## Region of the Gangetic Plain

In order to define the region of the Gangetic Plain, the land topography is obtained from ETOPO1 Global Relief Model32. The land surface elevation data from Ice Surface grid-registered version of ETOPO1 within the region from 75°E to 93°E and from 21°N to 28°N are interpolated into a 1°⋅1° grid, and grid boxes where the altitude is lower than 150m are treated as the region of Gangetic Plain. The topography of South Asia is shown in Fig. S1, and the definition of the GP region is shown as the red contour in Fig. 1a and Fig. S1.

### Precipitation Data

For precipitation observation, several datasets are used including rain-gauge based precipitation products and satellite estimates. These datasets are monthly time series products by the Global Precipitation Climatology Centre (GPCC, version 2020)33, the Global Precipitation Climatology Project (GPCP, version 2.3)34, the CPC Merged Analysis of Precipitation (CMAP)35 and NOAA’s Precipitation Reconstruction over Land (PREC/L)36. Data from 1979 to 2019 are used to analyze the South Asia summer monsoon precipitation trend since the start of satellite era. The precipitation data from these datasets are linearly interpolated into a 1°⋅1° grid to calculated the regional mean time series of summer monsoon precipitation over the Gangetic Plain. Results of GPCC is presented in the main text while trends of other datasets are shown in supporting information.

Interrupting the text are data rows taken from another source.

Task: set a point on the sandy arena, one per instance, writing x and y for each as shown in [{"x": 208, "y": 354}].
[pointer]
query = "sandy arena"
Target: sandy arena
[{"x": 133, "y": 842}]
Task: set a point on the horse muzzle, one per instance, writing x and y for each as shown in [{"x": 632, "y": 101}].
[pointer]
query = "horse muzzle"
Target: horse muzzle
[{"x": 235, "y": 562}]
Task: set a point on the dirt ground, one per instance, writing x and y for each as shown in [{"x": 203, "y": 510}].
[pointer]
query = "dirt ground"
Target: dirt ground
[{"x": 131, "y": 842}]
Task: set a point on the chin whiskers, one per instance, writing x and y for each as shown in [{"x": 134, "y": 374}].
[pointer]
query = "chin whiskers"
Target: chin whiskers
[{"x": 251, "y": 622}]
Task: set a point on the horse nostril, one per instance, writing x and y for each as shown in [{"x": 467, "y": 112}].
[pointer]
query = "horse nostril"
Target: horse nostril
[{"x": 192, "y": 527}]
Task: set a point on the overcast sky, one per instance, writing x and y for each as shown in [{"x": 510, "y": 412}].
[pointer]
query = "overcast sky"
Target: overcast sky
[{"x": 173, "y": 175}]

### Aerosol Optical Properties

We use Aerosol Robotic Network (AERONET) observations as a reference of aerosol optical depth and single scattering albedo trends. For this study, Level 2.0 monthly AOD products37 and Level 1.5 monthly SSA products38 retrieved at 440 nm, 675 nm, 870 nm and 1020 nm at Kanpur station (26.5°N, 80.2°E) are used to represent the observed trend of AOD and SSA in northern India, since Kanpur station is identified as the only long-term station covering the 2000 to 2020 period compared to the other stations in South Asia. A monthly mean is considered valid only if there are more than 5 measurements for that month. The linear trends of AOD and SSA are calculated from the monthly time series directly. To compare with models, AOD measured at the above four wavelengths are linearly interpolated to 550 nm on a logarithm scale, and SSA at these wavelengths are interpolated to 550 nm by a second-order polynomial fit.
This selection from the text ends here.